Final Product Description:
The project will result in the integration of the selected application in the automated regression and performance testing framework, and will produce detailed benchmarks and performance profiles on different HPC systems and architectures. Through the project we will develop a better understanding of the performances of the selected application and write recommendations for efficient deployment and usage on HPC systems.
If the selected application is part of CompbioMed and if the project is successful, the results could be presented at CompBioMed organised events. If the selected application is Deltares’ D-Flow FM software, the results could be presented at a project meeting of the PRACE Preparatory Access project.
Adapting the Project: Increasing the Difficulty:
- Do more in-depth performance analysis of the selected applications.
- Port and benchmark the applications on different architectures (depending on availability).
- Write guidelines for efficient porting and usage on HPC systems.
- Select more applications.
Adapting the Project: Decreasing the Difficulty:
The goal of the project could be restricted to integrating a single application in the automated testing workflow..
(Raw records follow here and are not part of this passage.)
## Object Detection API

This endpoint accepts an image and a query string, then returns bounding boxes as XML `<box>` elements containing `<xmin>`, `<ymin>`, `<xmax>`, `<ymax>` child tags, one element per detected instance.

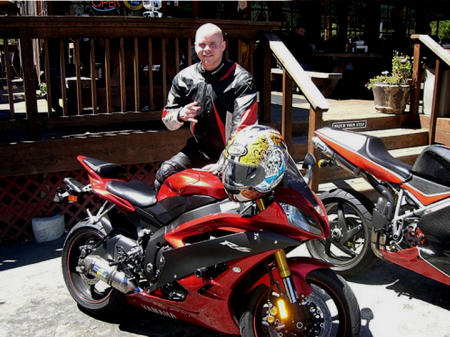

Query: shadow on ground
<box><xmin>0</xmin><ymin>231</ymin><xmax>66</xmax><ymax>271</ymax></box>
<box><xmin>346</xmin><ymin>261</ymin><xmax>450</xmax><ymax>310</ymax></box>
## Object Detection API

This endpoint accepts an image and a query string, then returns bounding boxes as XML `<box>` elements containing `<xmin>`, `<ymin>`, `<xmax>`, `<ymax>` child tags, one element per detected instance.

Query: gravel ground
<box><xmin>0</xmin><ymin>238</ymin><xmax>450</xmax><ymax>337</ymax></box>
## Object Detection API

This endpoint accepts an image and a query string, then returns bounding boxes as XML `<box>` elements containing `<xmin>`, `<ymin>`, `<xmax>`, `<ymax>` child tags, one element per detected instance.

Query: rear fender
<box><xmin>67</xmin><ymin>217</ymin><xmax>112</xmax><ymax>237</ymax></box>
<box><xmin>247</xmin><ymin>257</ymin><xmax>332</xmax><ymax>296</ymax></box>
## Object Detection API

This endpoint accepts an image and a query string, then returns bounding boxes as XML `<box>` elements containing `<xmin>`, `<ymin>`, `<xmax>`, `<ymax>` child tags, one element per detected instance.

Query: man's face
<box><xmin>195</xmin><ymin>31</ymin><xmax>226</xmax><ymax>71</ymax></box>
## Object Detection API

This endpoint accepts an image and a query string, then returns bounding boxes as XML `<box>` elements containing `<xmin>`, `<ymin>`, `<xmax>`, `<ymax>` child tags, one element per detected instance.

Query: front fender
<box><xmin>246</xmin><ymin>257</ymin><xmax>332</xmax><ymax>296</ymax></box>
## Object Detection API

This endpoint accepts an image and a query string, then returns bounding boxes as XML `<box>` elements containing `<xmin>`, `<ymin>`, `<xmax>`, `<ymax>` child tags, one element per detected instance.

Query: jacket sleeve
<box><xmin>227</xmin><ymin>69</ymin><xmax>258</xmax><ymax>139</ymax></box>
<box><xmin>162</xmin><ymin>76</ymin><xmax>185</xmax><ymax>131</ymax></box>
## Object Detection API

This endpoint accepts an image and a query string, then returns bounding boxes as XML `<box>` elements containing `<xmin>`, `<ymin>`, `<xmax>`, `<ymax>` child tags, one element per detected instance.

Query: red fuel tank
<box><xmin>158</xmin><ymin>169</ymin><xmax>227</xmax><ymax>201</ymax></box>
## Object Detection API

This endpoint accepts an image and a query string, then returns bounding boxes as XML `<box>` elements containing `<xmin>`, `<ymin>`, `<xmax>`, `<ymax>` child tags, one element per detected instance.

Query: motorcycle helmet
<box><xmin>222</xmin><ymin>125</ymin><xmax>288</xmax><ymax>202</ymax></box>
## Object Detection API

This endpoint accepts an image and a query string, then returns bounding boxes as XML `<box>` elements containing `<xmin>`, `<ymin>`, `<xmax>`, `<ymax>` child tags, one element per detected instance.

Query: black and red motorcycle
<box><xmin>307</xmin><ymin>128</ymin><xmax>450</xmax><ymax>285</ymax></box>
<box><xmin>56</xmin><ymin>129</ymin><xmax>360</xmax><ymax>336</ymax></box>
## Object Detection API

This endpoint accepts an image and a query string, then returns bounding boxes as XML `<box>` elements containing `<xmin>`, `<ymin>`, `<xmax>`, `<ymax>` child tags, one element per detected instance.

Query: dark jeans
<box><xmin>155</xmin><ymin>137</ymin><xmax>218</xmax><ymax>191</ymax></box>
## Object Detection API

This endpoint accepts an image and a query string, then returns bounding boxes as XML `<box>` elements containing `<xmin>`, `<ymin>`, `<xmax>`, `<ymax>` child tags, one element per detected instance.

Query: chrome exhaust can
<box><xmin>84</xmin><ymin>255</ymin><xmax>141</xmax><ymax>294</ymax></box>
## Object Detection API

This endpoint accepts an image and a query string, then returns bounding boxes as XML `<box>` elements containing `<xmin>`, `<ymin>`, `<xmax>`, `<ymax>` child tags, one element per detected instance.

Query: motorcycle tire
<box><xmin>306</xmin><ymin>189</ymin><xmax>377</xmax><ymax>277</ymax></box>
<box><xmin>240</xmin><ymin>269</ymin><xmax>361</xmax><ymax>337</ymax></box>
<box><xmin>62</xmin><ymin>226</ymin><xmax>126</xmax><ymax>316</ymax></box>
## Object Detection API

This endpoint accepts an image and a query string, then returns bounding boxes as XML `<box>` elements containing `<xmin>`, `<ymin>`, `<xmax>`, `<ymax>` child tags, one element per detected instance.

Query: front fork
<box><xmin>256</xmin><ymin>199</ymin><xmax>303</xmax><ymax>328</ymax></box>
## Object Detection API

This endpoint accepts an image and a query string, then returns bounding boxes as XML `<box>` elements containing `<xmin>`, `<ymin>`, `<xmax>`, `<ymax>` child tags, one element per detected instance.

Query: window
<box><xmin>320</xmin><ymin>1</ymin><xmax>339</xmax><ymax>40</ymax></box>
<box><xmin>347</xmin><ymin>2</ymin><xmax>366</xmax><ymax>39</ymax></box>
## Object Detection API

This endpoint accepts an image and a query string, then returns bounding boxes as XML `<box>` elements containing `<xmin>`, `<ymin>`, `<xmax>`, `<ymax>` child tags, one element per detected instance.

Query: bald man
<box><xmin>155</xmin><ymin>23</ymin><xmax>258</xmax><ymax>189</ymax></box>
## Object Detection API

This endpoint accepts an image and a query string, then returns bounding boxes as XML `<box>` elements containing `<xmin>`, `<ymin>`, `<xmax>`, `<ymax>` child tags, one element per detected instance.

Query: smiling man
<box><xmin>155</xmin><ymin>23</ymin><xmax>258</xmax><ymax>189</ymax></box>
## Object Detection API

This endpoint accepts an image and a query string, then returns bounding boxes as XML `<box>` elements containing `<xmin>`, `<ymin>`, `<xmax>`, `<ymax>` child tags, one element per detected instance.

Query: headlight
<box><xmin>279</xmin><ymin>202</ymin><xmax>322</xmax><ymax>236</ymax></box>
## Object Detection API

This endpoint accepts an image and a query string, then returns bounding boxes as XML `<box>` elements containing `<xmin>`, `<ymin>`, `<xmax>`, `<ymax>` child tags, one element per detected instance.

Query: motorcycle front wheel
<box><xmin>306</xmin><ymin>189</ymin><xmax>377</xmax><ymax>276</ymax></box>
<box><xmin>240</xmin><ymin>269</ymin><xmax>361</xmax><ymax>337</ymax></box>
<box><xmin>62</xmin><ymin>226</ymin><xmax>125</xmax><ymax>316</ymax></box>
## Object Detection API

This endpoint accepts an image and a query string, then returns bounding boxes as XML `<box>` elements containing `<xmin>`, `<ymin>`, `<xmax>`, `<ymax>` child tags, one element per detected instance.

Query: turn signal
<box><xmin>67</xmin><ymin>195</ymin><xmax>78</xmax><ymax>202</ymax></box>
<box><xmin>277</xmin><ymin>300</ymin><xmax>288</xmax><ymax>319</ymax></box>
<box><xmin>317</xmin><ymin>159</ymin><xmax>330</xmax><ymax>167</ymax></box>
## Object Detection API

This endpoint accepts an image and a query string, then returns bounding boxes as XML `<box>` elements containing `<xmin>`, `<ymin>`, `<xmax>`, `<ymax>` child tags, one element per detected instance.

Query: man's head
<box><xmin>195</xmin><ymin>23</ymin><xmax>226</xmax><ymax>71</ymax></box>
<box><xmin>295</xmin><ymin>26</ymin><xmax>306</xmax><ymax>36</ymax></box>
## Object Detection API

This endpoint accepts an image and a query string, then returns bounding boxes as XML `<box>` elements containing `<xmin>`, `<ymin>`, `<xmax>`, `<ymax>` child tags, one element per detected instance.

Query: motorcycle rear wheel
<box><xmin>306</xmin><ymin>189</ymin><xmax>377</xmax><ymax>276</ymax></box>
<box><xmin>62</xmin><ymin>226</ymin><xmax>125</xmax><ymax>316</ymax></box>
<box><xmin>240</xmin><ymin>269</ymin><xmax>361</xmax><ymax>337</ymax></box>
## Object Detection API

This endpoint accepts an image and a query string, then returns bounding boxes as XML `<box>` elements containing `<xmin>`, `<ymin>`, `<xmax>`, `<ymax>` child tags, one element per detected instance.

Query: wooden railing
<box><xmin>265</xmin><ymin>33</ymin><xmax>330</xmax><ymax>191</ymax></box>
<box><xmin>0</xmin><ymin>17</ymin><xmax>329</xmax><ymax>188</ymax></box>
<box><xmin>410</xmin><ymin>35</ymin><xmax>450</xmax><ymax>144</ymax></box>
<box><xmin>0</xmin><ymin>17</ymin><xmax>280</xmax><ymax>140</ymax></box>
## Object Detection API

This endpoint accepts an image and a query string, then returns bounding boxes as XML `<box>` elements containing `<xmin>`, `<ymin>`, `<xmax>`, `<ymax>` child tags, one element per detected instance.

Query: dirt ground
<box><xmin>0</xmin><ymin>234</ymin><xmax>450</xmax><ymax>337</ymax></box>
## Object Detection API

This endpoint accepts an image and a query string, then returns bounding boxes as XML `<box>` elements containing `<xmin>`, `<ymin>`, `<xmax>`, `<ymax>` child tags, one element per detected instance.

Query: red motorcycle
<box><xmin>56</xmin><ymin>126</ymin><xmax>360</xmax><ymax>336</ymax></box>
<box><xmin>307</xmin><ymin>128</ymin><xmax>450</xmax><ymax>285</ymax></box>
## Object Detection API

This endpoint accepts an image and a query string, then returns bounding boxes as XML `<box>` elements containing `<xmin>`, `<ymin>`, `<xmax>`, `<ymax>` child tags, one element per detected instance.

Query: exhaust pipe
<box><xmin>84</xmin><ymin>255</ymin><xmax>141</xmax><ymax>294</ymax></box>
<box><xmin>370</xmin><ymin>228</ymin><xmax>386</xmax><ymax>261</ymax></box>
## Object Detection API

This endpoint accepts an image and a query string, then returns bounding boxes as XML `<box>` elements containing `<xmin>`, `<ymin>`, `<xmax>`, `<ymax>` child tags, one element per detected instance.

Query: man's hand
<box><xmin>202</xmin><ymin>163</ymin><xmax>221</xmax><ymax>175</ymax></box>
<box><xmin>178</xmin><ymin>102</ymin><xmax>200</xmax><ymax>123</ymax></box>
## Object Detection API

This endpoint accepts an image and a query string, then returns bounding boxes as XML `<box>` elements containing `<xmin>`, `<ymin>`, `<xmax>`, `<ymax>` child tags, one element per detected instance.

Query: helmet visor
<box><xmin>222</xmin><ymin>160</ymin><xmax>265</xmax><ymax>192</ymax></box>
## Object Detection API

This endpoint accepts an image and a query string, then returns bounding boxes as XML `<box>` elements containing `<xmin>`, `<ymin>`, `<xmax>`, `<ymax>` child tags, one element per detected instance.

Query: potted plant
<box><xmin>367</xmin><ymin>51</ymin><xmax>412</xmax><ymax>114</ymax></box>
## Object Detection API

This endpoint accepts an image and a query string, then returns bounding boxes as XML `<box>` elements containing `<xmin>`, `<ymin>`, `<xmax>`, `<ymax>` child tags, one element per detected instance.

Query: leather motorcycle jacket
<box><xmin>162</xmin><ymin>58</ymin><xmax>258</xmax><ymax>159</ymax></box>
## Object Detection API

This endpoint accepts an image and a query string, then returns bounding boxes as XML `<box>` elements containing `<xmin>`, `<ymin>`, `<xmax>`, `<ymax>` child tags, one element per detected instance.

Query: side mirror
<box><xmin>302</xmin><ymin>152</ymin><xmax>317</xmax><ymax>185</ymax></box>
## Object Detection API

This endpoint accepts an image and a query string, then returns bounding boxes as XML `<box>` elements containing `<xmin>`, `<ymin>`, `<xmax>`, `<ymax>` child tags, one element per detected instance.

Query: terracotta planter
<box><xmin>372</xmin><ymin>83</ymin><xmax>411</xmax><ymax>114</ymax></box>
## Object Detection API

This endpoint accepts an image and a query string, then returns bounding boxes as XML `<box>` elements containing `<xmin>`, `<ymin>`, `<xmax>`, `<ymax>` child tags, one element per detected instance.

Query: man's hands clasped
<box><xmin>178</xmin><ymin>102</ymin><xmax>200</xmax><ymax>123</ymax></box>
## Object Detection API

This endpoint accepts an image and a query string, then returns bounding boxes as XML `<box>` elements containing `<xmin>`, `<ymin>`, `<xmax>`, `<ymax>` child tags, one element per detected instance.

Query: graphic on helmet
<box><xmin>222</xmin><ymin>125</ymin><xmax>288</xmax><ymax>202</ymax></box>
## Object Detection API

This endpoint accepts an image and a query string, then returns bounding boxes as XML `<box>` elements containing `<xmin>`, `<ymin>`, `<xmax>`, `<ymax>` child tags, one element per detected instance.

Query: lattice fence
<box><xmin>0</xmin><ymin>162</ymin><xmax>161</xmax><ymax>245</ymax></box>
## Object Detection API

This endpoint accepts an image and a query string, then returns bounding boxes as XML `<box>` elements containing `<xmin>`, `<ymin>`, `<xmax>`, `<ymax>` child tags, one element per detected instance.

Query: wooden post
<box><xmin>59</xmin><ymin>39</ymin><xmax>68</xmax><ymax>116</ymax></box>
<box><xmin>148</xmin><ymin>37</ymin><xmax>155</xmax><ymax>110</ymax></box>
<box><xmin>259</xmin><ymin>31</ymin><xmax>272</xmax><ymax>123</ymax></box>
<box><xmin>428</xmin><ymin>58</ymin><xmax>444</xmax><ymax>145</ymax></box>
<box><xmin>20</xmin><ymin>27</ymin><xmax>41</xmax><ymax>140</ymax></box>
<box><xmin>44</xmin><ymin>39</ymin><xmax>53</xmax><ymax>117</ymax></box>
<box><xmin>75</xmin><ymin>38</ymin><xmax>83</xmax><ymax>116</ymax></box>
<box><xmin>281</xmin><ymin>69</ymin><xmax>292</xmax><ymax>149</ymax></box>
<box><xmin>89</xmin><ymin>37</ymin><xmax>97</xmax><ymax>114</ymax></box>
<box><xmin>3</xmin><ymin>37</ymin><xmax>14</xmax><ymax>119</ymax></box>
<box><xmin>119</xmin><ymin>37</ymin><xmax>127</xmax><ymax>112</ymax></box>
<box><xmin>134</xmin><ymin>37</ymin><xmax>141</xmax><ymax>111</ymax></box>
<box><xmin>409</xmin><ymin>39</ymin><xmax>423</xmax><ymax>126</ymax></box>
<box><xmin>105</xmin><ymin>37</ymin><xmax>112</xmax><ymax>113</ymax></box>
<box><xmin>308</xmin><ymin>107</ymin><xmax>323</xmax><ymax>192</ymax></box>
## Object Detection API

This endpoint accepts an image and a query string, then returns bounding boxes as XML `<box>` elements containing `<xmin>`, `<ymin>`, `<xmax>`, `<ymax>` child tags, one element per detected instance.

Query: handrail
<box><xmin>0</xmin><ymin>16</ymin><xmax>280</xmax><ymax>140</ymax></box>
<box><xmin>265</xmin><ymin>32</ymin><xmax>330</xmax><ymax>191</ymax></box>
<box><xmin>410</xmin><ymin>34</ymin><xmax>450</xmax><ymax>145</ymax></box>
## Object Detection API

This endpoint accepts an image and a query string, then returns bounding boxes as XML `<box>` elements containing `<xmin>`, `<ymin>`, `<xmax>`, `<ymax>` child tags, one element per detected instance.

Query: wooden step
<box><xmin>318</xmin><ymin>178</ymin><xmax>380</xmax><ymax>203</ymax></box>
<box><xmin>319</xmin><ymin>145</ymin><xmax>426</xmax><ymax>182</ymax></box>
<box><xmin>361</xmin><ymin>128</ymin><xmax>429</xmax><ymax>150</ymax></box>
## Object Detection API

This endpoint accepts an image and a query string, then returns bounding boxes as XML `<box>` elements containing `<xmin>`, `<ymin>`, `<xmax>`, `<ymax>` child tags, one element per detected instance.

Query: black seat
<box><xmin>106</xmin><ymin>180</ymin><xmax>157</xmax><ymax>207</ymax></box>
<box><xmin>366</xmin><ymin>137</ymin><xmax>412</xmax><ymax>180</ymax></box>
<box><xmin>84</xmin><ymin>157</ymin><xmax>128</xmax><ymax>178</ymax></box>
<box><xmin>317</xmin><ymin>127</ymin><xmax>412</xmax><ymax>180</ymax></box>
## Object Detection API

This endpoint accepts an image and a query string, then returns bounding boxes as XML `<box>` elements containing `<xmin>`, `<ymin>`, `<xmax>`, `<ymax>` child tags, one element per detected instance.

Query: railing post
<box><xmin>409</xmin><ymin>39</ymin><xmax>423</xmax><ymax>126</ymax></box>
<box><xmin>281</xmin><ymin>69</ymin><xmax>292</xmax><ymax>149</ymax></box>
<box><xmin>428</xmin><ymin>58</ymin><xmax>444</xmax><ymax>145</ymax></box>
<box><xmin>308</xmin><ymin>107</ymin><xmax>323</xmax><ymax>192</ymax></box>
<box><xmin>75</xmin><ymin>38</ymin><xmax>83</xmax><ymax>116</ymax></box>
<box><xmin>259</xmin><ymin>30</ymin><xmax>272</xmax><ymax>123</ymax></box>
<box><xmin>20</xmin><ymin>27</ymin><xmax>40</xmax><ymax>140</ymax></box>
<box><xmin>3</xmin><ymin>37</ymin><xmax>14</xmax><ymax>119</ymax></box>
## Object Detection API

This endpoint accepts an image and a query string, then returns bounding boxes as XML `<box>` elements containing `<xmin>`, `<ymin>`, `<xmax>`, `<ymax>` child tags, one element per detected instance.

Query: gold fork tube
<box><xmin>275</xmin><ymin>249</ymin><xmax>291</xmax><ymax>279</ymax></box>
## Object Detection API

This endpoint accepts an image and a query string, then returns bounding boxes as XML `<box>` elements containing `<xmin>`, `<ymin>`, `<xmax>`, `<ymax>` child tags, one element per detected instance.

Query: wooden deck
<box><xmin>0</xmin><ymin>82</ymin><xmax>418</xmax><ymax>177</ymax></box>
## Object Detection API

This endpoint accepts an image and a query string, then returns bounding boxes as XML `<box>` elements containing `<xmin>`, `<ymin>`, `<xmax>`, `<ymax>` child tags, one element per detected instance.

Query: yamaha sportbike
<box><xmin>307</xmin><ymin>128</ymin><xmax>450</xmax><ymax>285</ymax></box>
<box><xmin>56</xmin><ymin>156</ymin><xmax>360</xmax><ymax>336</ymax></box>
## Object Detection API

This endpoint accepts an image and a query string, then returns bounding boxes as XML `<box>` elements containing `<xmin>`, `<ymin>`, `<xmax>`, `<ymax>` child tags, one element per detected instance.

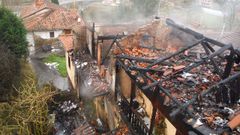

HPC systems and test systems: SURFsara will grant access its HPC systems Lisa and Cartesius and to its test systems (AMD processors, ARM processors, etc.).
Other European HPC systems: if relevant, access will be granted via the above-mentioned projects (CompBioMed, EPI, PRACE 6IP WP7 PA5047)
Software: the tools and frameworks used in this project are open source. For target applications that are not open source, SURFsara’s licenses will be used. Access to applications with special access rules (e.g. Deltares’ software D-Flow FM if it is chosen as a target application) will be arranged through the relevant projects (PRACE 6IP WP7 PA5047 in this case).